Vitamin B6 (Pyridoxine)

Research, Benefits and Cautions.

Vitamin B-6, otherwise known as pyridoxine, performs as a coenzyme to carry out metabolic processes that affect the body's use of protein, carbohydrates, and fat. It helps to convert tryptophan to niacin, and may be found in meat, fish, eggs, milk, and whole grain foods.

How This Vitamin Works in Your Body:
Promotes healthy cardiovascular, nervous, and immune systems
Supports healthy skin, hair, and normal red-blood-cell formation
Assists in production of food energy
Possible anemia treatment
Treatment of cycloserine and isoniazid poisoning
Keeps normal homocysteine levels
Functions as a tranquilizer
Important for Healthy nerve and muscle functioning
Blood cholesterol may decrease
Inflammation of arthritis and carpal-tunnel syndrome may be reduced
Reduction of PMS symptoms
May reduce asthma symptoms
Increases levels of serotonin to ease sleep

The following people may benefit from taking this supplement:
Those with increased nutritional needs
Pregnant or breastfeeding women
Substance abusers
Long periods of excess stress
Estrogen and oral contraceptive users
Hyperthyroidism sufferers
Those with high homocysteine levels

Where This Vitamin is Found:
Beef liver
Fortified cereals
Ground beef
Hazelnuts (filberts)
Sunflower seeds
Wheat germ

How to Use:
Available as:
Liquid: the best form due to its high bioavailability and fast absorption. Always choose liquid as your first choice when supplementing your diet.

Tablets: available

Recommended Daily Intakes
Men: 1.3 mg
Men (Over 50): 1.7 mg
Women: 1.3 mg
Women (Over 50): 1.5 mg
Pregnancy: 1.9 mg
Lactation: 2.0 mg

Consult your doctor if you have:
Stress resulting from illness, burns, accident, or recent surgery
Intestinal problems
Liver disease
Overactive thyroid
Sickle-cell disease

Over 55:
A marginal deficiency of this vitamin is more likely to occur.

Keep dosage within DRI.
Avoid large doses. May cause pyridoxine dependency syndrome in child.

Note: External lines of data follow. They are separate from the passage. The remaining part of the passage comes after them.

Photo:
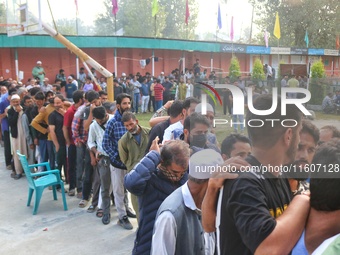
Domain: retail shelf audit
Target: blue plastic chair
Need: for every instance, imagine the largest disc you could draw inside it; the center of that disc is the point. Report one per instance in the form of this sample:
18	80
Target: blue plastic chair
46	179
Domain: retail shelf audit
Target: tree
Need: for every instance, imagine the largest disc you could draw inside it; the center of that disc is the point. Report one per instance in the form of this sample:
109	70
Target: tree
317	86
234	69
258	72
319	17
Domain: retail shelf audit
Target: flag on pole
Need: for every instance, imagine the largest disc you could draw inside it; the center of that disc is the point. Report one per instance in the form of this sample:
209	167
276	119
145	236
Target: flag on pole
266	37
155	8
306	39
232	29
114	7
187	13
277	30
76	3
219	18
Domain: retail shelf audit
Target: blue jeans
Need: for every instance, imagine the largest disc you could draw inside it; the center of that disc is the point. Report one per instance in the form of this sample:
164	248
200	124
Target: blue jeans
136	101
159	104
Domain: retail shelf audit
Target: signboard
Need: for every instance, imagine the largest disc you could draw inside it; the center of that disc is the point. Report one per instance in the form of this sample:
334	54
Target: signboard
236	48
278	50
258	50
298	51
319	52
328	52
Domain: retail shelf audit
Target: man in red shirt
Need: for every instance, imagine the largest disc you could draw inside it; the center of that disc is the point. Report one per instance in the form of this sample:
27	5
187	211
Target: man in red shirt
158	88
78	98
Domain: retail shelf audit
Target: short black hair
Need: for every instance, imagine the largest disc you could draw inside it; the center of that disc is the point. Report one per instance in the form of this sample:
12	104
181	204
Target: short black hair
39	96
128	116
121	96
195	118
325	185
188	101
227	145
77	95
99	112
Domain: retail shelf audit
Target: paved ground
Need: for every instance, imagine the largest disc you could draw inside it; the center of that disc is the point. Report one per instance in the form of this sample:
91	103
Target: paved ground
54	231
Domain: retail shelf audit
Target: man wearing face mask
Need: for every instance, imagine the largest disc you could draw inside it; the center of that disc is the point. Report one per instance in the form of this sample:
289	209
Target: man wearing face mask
132	146
196	127
156	176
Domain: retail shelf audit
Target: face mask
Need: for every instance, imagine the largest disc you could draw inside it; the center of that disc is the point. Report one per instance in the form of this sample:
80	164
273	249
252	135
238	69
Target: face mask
198	140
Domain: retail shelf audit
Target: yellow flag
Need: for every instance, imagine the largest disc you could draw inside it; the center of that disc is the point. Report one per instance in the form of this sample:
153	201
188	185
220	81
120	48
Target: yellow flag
277	30
155	8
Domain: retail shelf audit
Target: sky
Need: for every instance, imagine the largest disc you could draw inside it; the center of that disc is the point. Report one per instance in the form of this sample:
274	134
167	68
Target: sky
88	9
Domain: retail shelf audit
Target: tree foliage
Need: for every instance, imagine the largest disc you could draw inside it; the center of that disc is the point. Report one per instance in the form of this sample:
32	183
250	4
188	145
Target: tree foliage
135	19
319	17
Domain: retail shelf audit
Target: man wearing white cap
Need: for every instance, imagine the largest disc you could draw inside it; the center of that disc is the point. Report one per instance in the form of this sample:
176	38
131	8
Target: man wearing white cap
178	228
18	142
38	71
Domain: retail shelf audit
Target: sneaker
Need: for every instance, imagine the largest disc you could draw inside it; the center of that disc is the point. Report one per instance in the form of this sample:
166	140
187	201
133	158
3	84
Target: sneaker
83	203
125	223
80	195
106	218
130	214
72	193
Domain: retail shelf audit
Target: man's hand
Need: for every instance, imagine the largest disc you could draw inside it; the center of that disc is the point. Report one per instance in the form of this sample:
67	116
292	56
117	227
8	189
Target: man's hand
155	146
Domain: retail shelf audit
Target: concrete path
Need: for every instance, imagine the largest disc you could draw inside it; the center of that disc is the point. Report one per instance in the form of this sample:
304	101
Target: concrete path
55	231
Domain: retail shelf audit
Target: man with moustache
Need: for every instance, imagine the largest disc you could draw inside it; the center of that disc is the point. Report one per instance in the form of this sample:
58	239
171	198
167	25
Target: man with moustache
255	216
115	129
309	137
132	146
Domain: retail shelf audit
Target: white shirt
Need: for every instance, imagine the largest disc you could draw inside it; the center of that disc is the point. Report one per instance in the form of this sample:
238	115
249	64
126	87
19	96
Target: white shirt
165	228
168	131
96	134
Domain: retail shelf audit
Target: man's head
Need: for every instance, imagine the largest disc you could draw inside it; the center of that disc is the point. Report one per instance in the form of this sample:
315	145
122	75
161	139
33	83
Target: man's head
210	113
93	97
327	133
174	159
195	130
123	102
265	134
59	102
78	96
189	105
103	96
28	102
325	185
130	122
100	115
235	145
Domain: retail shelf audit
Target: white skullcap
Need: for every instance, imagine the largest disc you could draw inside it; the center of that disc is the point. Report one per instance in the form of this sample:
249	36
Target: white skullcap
15	96
203	163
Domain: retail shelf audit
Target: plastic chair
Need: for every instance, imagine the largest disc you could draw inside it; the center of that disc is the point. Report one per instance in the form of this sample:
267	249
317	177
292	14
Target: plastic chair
46	179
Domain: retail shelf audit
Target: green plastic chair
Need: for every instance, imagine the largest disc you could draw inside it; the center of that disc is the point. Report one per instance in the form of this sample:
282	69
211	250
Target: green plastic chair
46	179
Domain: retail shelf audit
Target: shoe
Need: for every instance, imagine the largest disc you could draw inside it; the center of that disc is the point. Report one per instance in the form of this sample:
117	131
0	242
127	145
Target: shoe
83	203
125	223
91	209
130	214
106	218
17	176
72	192
80	195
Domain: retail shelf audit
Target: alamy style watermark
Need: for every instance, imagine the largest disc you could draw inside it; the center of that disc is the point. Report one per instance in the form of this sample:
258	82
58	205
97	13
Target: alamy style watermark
239	102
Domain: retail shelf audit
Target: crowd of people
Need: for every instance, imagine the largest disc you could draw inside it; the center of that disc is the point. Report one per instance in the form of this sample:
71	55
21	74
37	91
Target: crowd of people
102	153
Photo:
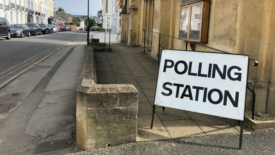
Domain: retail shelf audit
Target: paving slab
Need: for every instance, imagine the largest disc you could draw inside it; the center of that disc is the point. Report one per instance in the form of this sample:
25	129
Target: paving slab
183	128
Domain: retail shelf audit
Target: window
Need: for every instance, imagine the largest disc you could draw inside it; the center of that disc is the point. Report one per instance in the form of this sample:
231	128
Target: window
194	22
107	6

Large doses may cause dependency in child.

Heat and/or moisture may alter the vitamin. Refrigeration is recommended.

Symptoms of Deficiency:
Symptoms include weakness, mental confusion, irritability, nervousness, inability to sleep, hyperactivity, anemia, skin lesions, tongue discoloration, and kidney stones.

Signs of Overdose:
Sustained periods of large doses may cause irreversible nerve damage. The excess of vitamin B-6 may also lead to kidney stone formation.

Side Effects:
Reaction or effect : What to do
Depression when taking with oral contraceptives : Stop use and consult your doctor.
Large doses may cause dependency : Keep doses within DRI.
Large doses for several months severe sensory neuropathy : Stop use and consult doctor immediately.

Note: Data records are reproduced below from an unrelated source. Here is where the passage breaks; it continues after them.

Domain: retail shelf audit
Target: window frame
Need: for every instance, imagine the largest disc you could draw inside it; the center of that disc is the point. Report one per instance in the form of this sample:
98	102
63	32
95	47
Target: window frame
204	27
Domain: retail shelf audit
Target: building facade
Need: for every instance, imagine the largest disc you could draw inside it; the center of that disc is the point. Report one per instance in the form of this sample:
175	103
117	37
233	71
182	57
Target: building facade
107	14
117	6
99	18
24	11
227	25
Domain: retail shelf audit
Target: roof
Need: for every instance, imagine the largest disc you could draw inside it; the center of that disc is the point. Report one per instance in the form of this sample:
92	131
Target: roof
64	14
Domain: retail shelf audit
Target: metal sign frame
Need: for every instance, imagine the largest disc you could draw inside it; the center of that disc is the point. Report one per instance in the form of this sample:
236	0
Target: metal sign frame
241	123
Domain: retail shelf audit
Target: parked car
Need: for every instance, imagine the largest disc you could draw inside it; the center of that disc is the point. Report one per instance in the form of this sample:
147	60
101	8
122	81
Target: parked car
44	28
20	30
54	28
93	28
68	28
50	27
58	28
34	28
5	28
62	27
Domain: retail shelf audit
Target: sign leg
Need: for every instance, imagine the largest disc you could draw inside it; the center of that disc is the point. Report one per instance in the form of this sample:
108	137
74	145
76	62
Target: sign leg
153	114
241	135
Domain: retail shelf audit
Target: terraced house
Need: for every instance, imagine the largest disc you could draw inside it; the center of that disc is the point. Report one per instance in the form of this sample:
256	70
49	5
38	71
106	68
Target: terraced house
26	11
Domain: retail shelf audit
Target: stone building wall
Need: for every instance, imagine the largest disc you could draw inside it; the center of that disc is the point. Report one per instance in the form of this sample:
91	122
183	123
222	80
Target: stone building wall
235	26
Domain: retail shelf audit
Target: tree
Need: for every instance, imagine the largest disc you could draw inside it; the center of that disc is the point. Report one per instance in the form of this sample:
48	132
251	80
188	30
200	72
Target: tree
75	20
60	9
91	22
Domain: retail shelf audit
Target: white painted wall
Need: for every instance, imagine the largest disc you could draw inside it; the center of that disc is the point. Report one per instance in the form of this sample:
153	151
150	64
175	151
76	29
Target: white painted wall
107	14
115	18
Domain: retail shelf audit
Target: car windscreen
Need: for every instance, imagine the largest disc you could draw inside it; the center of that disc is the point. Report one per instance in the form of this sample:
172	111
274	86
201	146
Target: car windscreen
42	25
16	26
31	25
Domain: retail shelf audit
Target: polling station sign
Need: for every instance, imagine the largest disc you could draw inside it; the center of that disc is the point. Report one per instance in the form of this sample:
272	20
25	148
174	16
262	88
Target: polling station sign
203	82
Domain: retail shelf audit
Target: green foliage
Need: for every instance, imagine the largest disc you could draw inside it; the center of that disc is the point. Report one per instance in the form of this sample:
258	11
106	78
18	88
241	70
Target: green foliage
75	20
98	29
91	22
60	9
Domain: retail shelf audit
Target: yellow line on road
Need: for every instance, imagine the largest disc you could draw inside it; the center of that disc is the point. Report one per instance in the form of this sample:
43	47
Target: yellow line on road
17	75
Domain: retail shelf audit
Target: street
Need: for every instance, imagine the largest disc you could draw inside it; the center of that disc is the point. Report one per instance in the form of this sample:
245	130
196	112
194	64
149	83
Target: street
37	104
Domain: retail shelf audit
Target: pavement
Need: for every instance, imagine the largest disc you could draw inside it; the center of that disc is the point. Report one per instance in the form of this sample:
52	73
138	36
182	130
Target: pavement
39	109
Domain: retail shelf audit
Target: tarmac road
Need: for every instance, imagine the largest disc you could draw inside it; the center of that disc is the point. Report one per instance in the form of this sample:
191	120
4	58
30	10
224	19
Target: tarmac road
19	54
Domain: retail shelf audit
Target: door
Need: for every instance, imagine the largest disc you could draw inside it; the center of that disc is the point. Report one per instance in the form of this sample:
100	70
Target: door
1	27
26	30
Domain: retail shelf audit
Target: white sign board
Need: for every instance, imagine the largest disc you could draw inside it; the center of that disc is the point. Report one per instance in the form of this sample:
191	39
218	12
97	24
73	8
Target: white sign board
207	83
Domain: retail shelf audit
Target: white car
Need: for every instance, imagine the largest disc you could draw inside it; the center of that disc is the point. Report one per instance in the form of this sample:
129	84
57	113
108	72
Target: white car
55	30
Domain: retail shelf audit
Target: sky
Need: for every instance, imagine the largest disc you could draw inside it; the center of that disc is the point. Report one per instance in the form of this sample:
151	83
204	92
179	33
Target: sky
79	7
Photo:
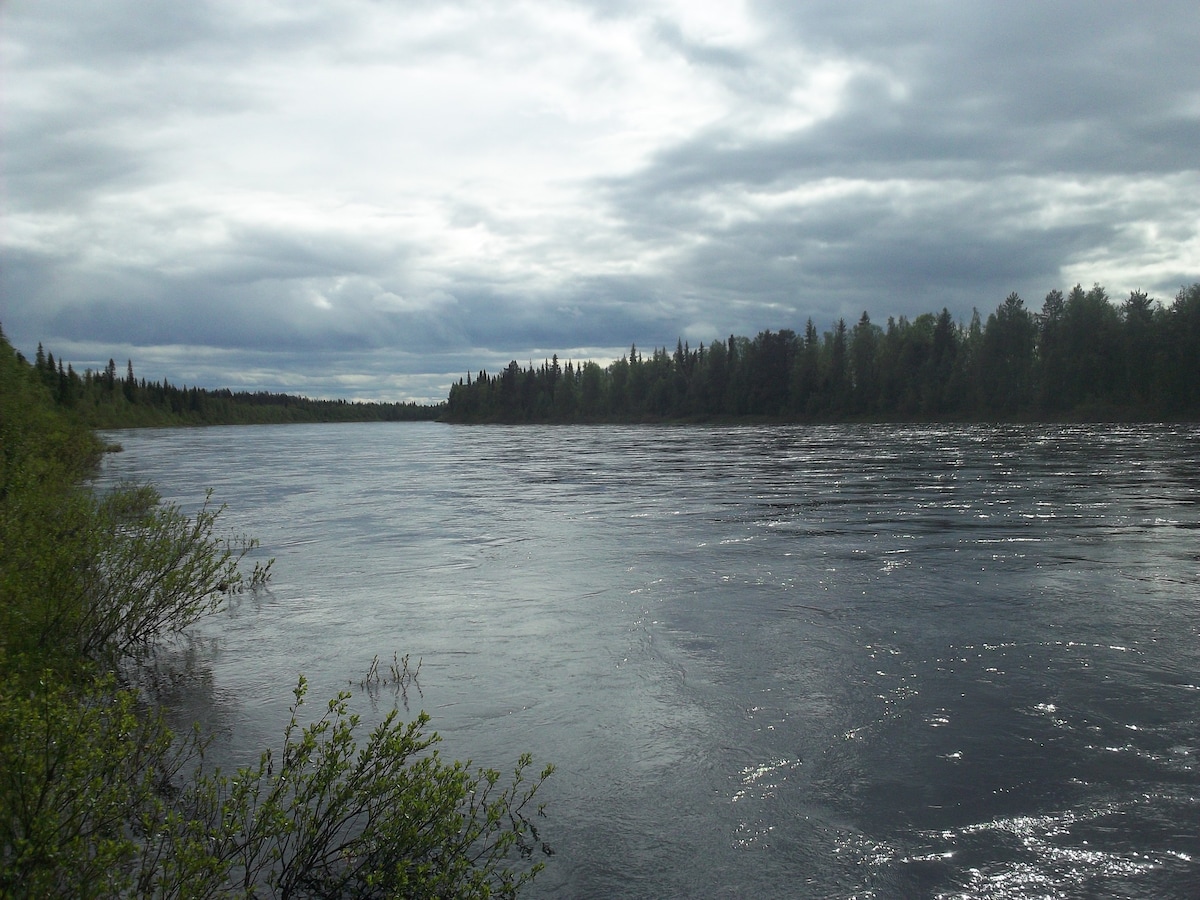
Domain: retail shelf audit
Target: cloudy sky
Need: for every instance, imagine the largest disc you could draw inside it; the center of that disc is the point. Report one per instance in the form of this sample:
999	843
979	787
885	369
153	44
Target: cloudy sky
367	198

Interacts with : Combined effect
Estrogen or oral contraceptives : Reduces vitamin absorption rates.
Tobacco/alcohol : Reduces vitamin absorption rates.
Phenytoin : Large doses affect medicine absorption.
Levodopa : Keeps medicine from controlling Parkinson's symptoms.
Chloramphenicol, cycloserine, ethionamide, hydralazine, isoniazid, penicillamine, and immunosuppressants : Excretion of vitamin increased and may cause anemia or peripheral neuritis.